According to Cyber Partisans leaks, Mr Kadyshau’s average yearly earnings at BelYurObespechenie were about $20,000. 

Which is almost six times the average annual salary of rank-and-file employees that, according to our informant, did not exceed $3,500 in 2020. Such a difference in remuneration could have been due to Mr Kadyshau’s major successes in his position, but the facts do not confirm it. It so happened that in 2021, BelYurObespechenie's profits were cut in half.

In 2017, six months into his tenure as General Director, Mr Kadyshau bought an apartment on Lieanida Biady Street in Minsk with an estimated market value of over $70,000. 

At the same time he managed to buy real estate in Bulgaria, 

as confirmed by our colleagues from the Bulgarian investigative centre BIRD.BG. The small apartment is located at a residential complex in Sveti Vlas, a popular tourist destination known for its golden beaches, mountain ranges, warm sea, and harbours.

Aliaksandr Kadyshau has stated he had left his position as the head of BelYurObespecheniye in April 2022 and retired. According to him, he bought his houses in Minsk and Bulgaria with the money earnt before he came to BelYurObespechenie. ‘It happened while I was divorcing my wife’.

Mr Kadyshau calls the Bulgarian apartment a ‘hotel room’ which he bought after a familiarisation trip. At that time, real estate agents would actively lure Belarusians into buying housing at Bulgarian resorts – the cheapest European real estate option on the Black Sea coast. Not only that, but the food prices are almost 25 per cent less than the EU average.

Mr. Kadyshau says his main reason for buying the property is the proximity to the sea as swimming allows the 66-year-old manto maintain his health. He is currently thinking of selling his apartment after Bulgaria became virtually inaccessible for Belarusian travellers. In addition, Belarus-EU relations have changed, and Mr Kadyshau continues to adhere to the government agenda. He intends to go to the sea in the Crimea.

Liudmila Volvach

Not too far from Aliaksandr Kadyshau's apartment we have found another property owned by Belarus public servants. In 2012, the Volvach family bought a 48-square-metre apartment which is estimated at $23,000.
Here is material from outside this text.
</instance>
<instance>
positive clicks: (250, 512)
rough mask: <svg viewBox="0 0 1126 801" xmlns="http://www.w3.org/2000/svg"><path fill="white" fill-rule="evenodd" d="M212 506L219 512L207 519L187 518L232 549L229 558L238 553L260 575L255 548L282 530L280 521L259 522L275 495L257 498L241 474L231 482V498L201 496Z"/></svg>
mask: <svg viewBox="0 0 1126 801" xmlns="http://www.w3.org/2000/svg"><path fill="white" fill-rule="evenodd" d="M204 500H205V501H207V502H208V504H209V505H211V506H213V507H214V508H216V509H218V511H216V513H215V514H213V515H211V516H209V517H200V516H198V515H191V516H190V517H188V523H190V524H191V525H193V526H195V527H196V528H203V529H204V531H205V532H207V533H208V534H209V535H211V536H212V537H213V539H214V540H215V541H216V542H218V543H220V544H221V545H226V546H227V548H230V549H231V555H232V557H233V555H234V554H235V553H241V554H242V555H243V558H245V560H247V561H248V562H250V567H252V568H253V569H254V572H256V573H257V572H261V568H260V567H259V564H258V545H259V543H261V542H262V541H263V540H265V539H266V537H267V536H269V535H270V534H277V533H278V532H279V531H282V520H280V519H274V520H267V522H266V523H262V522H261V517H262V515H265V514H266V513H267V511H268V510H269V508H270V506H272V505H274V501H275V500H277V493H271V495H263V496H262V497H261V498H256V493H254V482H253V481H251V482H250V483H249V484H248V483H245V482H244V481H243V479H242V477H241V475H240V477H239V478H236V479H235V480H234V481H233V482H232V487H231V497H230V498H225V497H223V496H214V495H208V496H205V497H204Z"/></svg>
The upper floors of the building complex overlook the sea and the mountains. The top floor features a panoramic terrace with Jacuzzi and sunbeds.

The family’s matriarch, Liudmila Volvach, had been divorced for 9 years at the time of purchase and worked at the Grodno City Executive Committee as the Head of Accounting, Finance, Pricing, and Trade and Services Regulation Section.

Perhaps Lyudmila's ex-husband may have helped her buy the apartment? In 2012, the year the Volvachs bought the Bulgarian apartment, Miss Volvach’s husband earned $3,000 at TechStroyContract, a figure consistent with his previous yearly earnings. As a result, we did not get a clear answer as to how Liudmila Volvach purchased her apartment in the upmarket complex in Bulgaria. She only said: "working at the City Executive Committee, you’re not only unable to buy an apartment, but you also can’t even afford to enjoy it”. One way or another, she became the owner of those properties while in government service.